Effects of subsampling on characteristics of RNA‑seq data from triple‑negative breast cancer patients
Research output: Contribution to journal › Article › Scientific › peer-review
|Journal||Chinese Journal of Cancer|
|Publication status||Published - 8 Sep 2015|
|Publication type||A1 Journal article-refereed|
Background: Data from RNA-seq experiments provide a wealth of information about the transcriptome of an organism. However, the analysis of such data is very demanding. In this study, we aimed to establish robust analysis procedures that can be used in clinical practice. Methods: We studied RNA-seq data from triple-negative breast cancer patients. Specifically, we investigated the subsampling of RNA-seq data.

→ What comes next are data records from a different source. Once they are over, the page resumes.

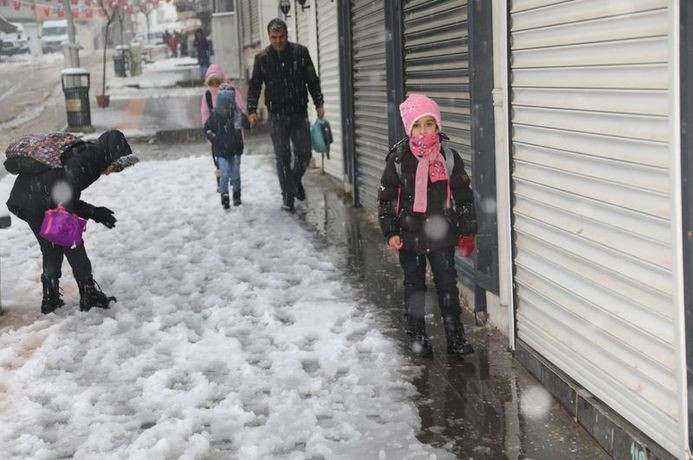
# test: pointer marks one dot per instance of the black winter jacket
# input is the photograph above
(285, 76)
(440, 227)
(32, 194)
(226, 140)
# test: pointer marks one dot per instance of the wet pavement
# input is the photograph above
(485, 407)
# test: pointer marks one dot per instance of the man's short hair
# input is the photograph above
(275, 25)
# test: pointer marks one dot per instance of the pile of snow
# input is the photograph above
(232, 336)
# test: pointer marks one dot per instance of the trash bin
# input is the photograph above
(119, 64)
(121, 59)
(136, 60)
(75, 83)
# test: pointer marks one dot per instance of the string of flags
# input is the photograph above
(81, 9)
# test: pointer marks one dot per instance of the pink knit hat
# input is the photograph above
(417, 106)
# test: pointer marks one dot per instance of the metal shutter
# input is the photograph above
(591, 109)
(370, 97)
(254, 22)
(244, 9)
(436, 63)
(302, 25)
(328, 59)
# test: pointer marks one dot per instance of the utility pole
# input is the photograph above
(72, 49)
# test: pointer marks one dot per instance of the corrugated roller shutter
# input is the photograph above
(436, 63)
(302, 25)
(244, 7)
(255, 22)
(370, 97)
(328, 57)
(591, 132)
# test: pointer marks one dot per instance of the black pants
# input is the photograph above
(444, 276)
(53, 256)
(290, 130)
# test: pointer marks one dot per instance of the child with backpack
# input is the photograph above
(425, 209)
(53, 169)
(224, 130)
(214, 77)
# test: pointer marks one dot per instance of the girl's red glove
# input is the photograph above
(466, 245)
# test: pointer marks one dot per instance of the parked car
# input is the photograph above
(15, 42)
(53, 35)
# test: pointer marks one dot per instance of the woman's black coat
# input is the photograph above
(439, 227)
(83, 163)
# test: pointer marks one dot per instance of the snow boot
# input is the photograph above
(288, 204)
(91, 296)
(51, 295)
(419, 343)
(300, 191)
(454, 333)
(225, 200)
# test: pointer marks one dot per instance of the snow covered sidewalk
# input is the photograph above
(232, 336)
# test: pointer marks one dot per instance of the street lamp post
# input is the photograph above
(71, 49)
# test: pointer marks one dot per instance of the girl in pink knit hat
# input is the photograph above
(426, 209)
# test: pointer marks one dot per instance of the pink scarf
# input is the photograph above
(426, 149)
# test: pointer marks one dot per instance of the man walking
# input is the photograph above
(286, 70)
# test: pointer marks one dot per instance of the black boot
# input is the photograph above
(225, 200)
(51, 295)
(91, 296)
(300, 191)
(454, 333)
(419, 343)
(288, 204)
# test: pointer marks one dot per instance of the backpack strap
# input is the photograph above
(208, 97)
(450, 166)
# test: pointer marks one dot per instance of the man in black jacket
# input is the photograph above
(286, 69)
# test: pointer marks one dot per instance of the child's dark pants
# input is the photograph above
(286, 130)
(53, 256)
(444, 276)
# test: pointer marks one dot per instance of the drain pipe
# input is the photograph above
(502, 125)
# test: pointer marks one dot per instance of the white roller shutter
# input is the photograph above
(592, 181)
(328, 59)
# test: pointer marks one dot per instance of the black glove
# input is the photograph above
(104, 216)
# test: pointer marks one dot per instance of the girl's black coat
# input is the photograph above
(31, 194)
(226, 140)
(439, 227)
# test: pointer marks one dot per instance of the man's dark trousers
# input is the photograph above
(290, 130)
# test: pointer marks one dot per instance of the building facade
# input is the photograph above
(573, 120)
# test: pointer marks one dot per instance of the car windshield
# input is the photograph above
(55, 31)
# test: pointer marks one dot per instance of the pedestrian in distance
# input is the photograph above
(224, 129)
(40, 188)
(426, 209)
(173, 44)
(288, 74)
(202, 47)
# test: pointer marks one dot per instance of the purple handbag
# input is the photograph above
(62, 228)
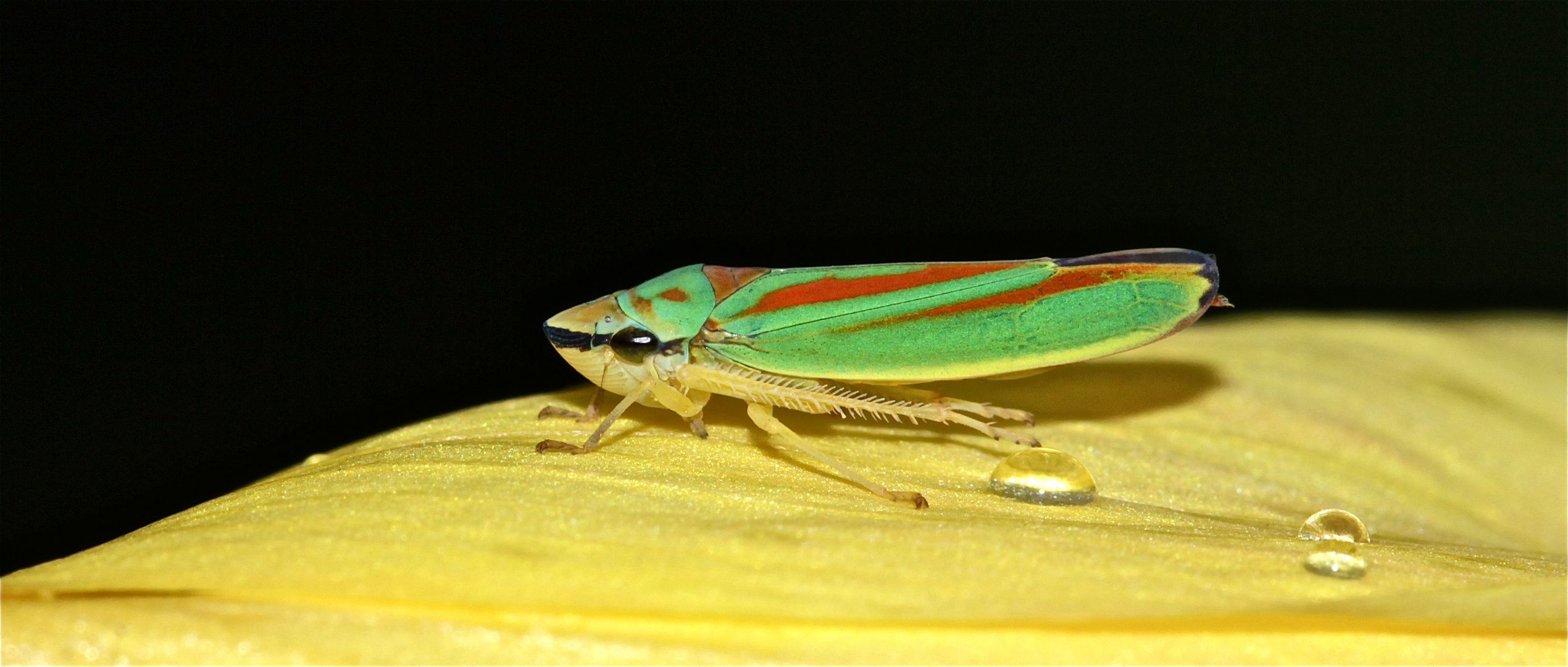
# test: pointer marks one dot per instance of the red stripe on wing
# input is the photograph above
(1067, 279)
(833, 289)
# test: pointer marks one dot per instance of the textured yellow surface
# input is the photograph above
(454, 542)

Results: The main results of our investigations are as follows: (1) the subsampling of RNA-seq data gave biologically realistic simulations of sequencing experiments with smaller sequencing depth but not direct scaling of count matrices; (2) the saturation of results required an average sequencing depth larger than 32 million reads and an individual sequencing depth larger than 46 million reads; and (3) for an abrogated feature selection, higher moments of the distribution of all expressed genes had a higher sensitivity for signal detection than the corresponding mean values. Conclusions: Our results reveal important characteristics of RNA-seq data that must be understood before one can apply such an approach to translational medicine.